Perhaps understandably, the Dutch CV is also a popular vehicle for Dutch institutions, which have traditionally been one of the more active investors in the European real estate market.
Another popular structure is the Luxembourg SICAR, which has proven popular for investors in both private equity and private equity real estate. Mourant's Short says that 55 SICAR structures have been completed thus far in the two asset classes.
“The SICAR is totally tax transparent,” he says. “And Luxembourg has one of the most robust treaty networks. It's very favorable to investors and very flexible in getting cash out of the structure.”
Given the diversity of legal and regulatory structures across Europe—and even beyond the Continent—experts point out that it's difficult to draw broad conclusions about which structure is common or most applicable.
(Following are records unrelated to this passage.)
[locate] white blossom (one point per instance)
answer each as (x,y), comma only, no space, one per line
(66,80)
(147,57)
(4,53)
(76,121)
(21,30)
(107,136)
As much as real estate is a local business, so too are the choices available for tax structuring.
“Common structures are few and far between,” says Watson. “You have to look at each deal on its own.”
That becomes even more true when investors move to the developing markets in Eastern Europe and Asia, where treaty agreements among countries are perhaps not as robust as in the West. Private equity real estate fund manager JER Partners, for example, is currently looking at the Russian market— Mourant's Short points out that the firm is using a UK limited partnership going through Cyprus, because of favorable treaties between the two countries.
In Asia, a region many opportunistic investors are targeting, the choices—and complexities—increase. Short says that domiciling partnerships in the Cayman Islands is a popular option. He adds that investors going to India are looking at vehicles in Mauritius. And China?
“I'm not sure I've got my head around that yet,” he says. The increasing globalization of the industry ensures that investors, lawyers and GPs will be busy getting their heads around these topics for years to come. Yet despite the difficulties perhaps involved, Toth-Feher points out that the end goal remains the same: simple repatriation of cash.
“It's not rocket science,” says Toth-Feher. “Real estate funds use the same structures as a typical private equity fund. More or less everybody is using, if not the same, then similar structures. As we say in Germany, they all cook with boiling water.”